The Difficulties of Juggling Work from Home and Home Learning
Advice for K-6 Learning
Advice for Parents with Students in Years 7-9
Advice for Parents with Students in Years 10-12
Maintaining Your Wellbeing

The Difficulties of Juggling Work from Home and Home Learning

It seems to be a pretty universal realisation for students, parents and teachers, that schooling is way harder when it’s limited to Zoom calls and online classes. Students feel disconnected from their classmates, parents are juggling their own life as well as their kid’s curriculum, and teachers are trying to get used to endless phone calls and the entirely digital world. 

Everyone’s feeling like they’re not doing it right or they’re missing out on something — it’s only human! From our extensive chats with teachers, parents and counsellors, we’ve summed up our findings in a nifty one liner:

Try not to focus on the things you can’t control, instead pay attention to what you can control. 

We can’t control this lockdown, we can’t stop COVID and we can’t limit other people’s movement to stop its spread. 

What we can control is how we react, how we use this unique time and what we can learn about ourselves and others during the lockdown. If you can shift your perspective to viewing this lockdown as some sort of learning curve, we may be able to handle it a little easier. It’s a challenge but it’s one that will develop some awesome life skills to use in later life. 

It’s cheesy, but eventually, this lockdown will end. And while we wait for that moment, all we can do is try to deal with and navigate this strange time. 

Below, we’ll cover some specific strategies for helping out primary school students, high school students, and students prepping for the HSC. 

Advice for K-6 Learning 

The lockdown and at home learning can be particularly challenging for young kids. They don’t have the concentration span of older students and generally need more attention before the lockdown boredom takes over. 

Meet Ange 

To help us get an understanding of the challenges facing primary school parents, we got to chat with Ange, our HR Administrator at Art of Smart and the mum of two young girls, one in Year 2 and the other in Year 5. 

It’s been a challenging time, says Ange, but one that’s been made a little easier in comparison to last year’s lockdown. This time around, Ange told us that schools provided some more content and some more opportunities for parents to feel involved with weekly consultation calls and timetables. 

Home Learning - Ange Quote

She added, “After we did the last lockdown, the school asked us what we thought of home learning. We all provided feedback to the school and I think they listened to what we had to say. We’re also receiving phone calls, two to three times a week, from teachers to see how it’s going. So, there’s a lot more support.” 

If you haven’t been given the opportunity, see if you’re able to provide your school with some feedback. That way, the school may be able to give more tips depending on your child’s year level. 

Homeschool Strategies for K-6 Students 

#1: Follow or create a timetable that works for everyone 

Since younger students are going to rely on parents to help them get through their school, creating a timetable will depend on everyone’s schedule.

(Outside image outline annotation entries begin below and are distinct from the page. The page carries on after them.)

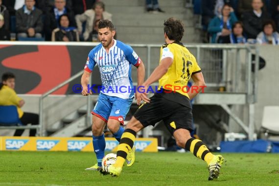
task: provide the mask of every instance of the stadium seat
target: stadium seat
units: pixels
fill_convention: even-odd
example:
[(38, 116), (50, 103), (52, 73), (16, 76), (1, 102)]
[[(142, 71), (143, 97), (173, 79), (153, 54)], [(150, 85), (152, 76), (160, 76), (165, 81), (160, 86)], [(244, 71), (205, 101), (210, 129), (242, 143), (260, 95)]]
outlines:
[(16, 106), (0, 106), (0, 125), (22, 125)]
[(264, 107), (261, 127), (266, 137), (269, 134), (279, 135), (279, 106)]
[(39, 131), (39, 125), (23, 125), (19, 118), (17, 107), (14, 105), (0, 106), (0, 130), (1, 129), (36, 129)]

For Ange, her Year 5 daughter can generally work on her own — she’s able to follow the school’s recommended timetable independently.

For her Year 2 daughter, Ange told us that her daughter’s schooling needs to revolve around her own work day. This would be the case for plenty of parents, so it’s a tricky balance to make and may involve co-creating a timetable that works for everyone. 

“My Year 2 has a timetable, but we don’t follow it, so we tend to just do the same everyday. We start at 9, we do some mindfulness, we do our spelling, English, writing, Maths,” Ange explained. 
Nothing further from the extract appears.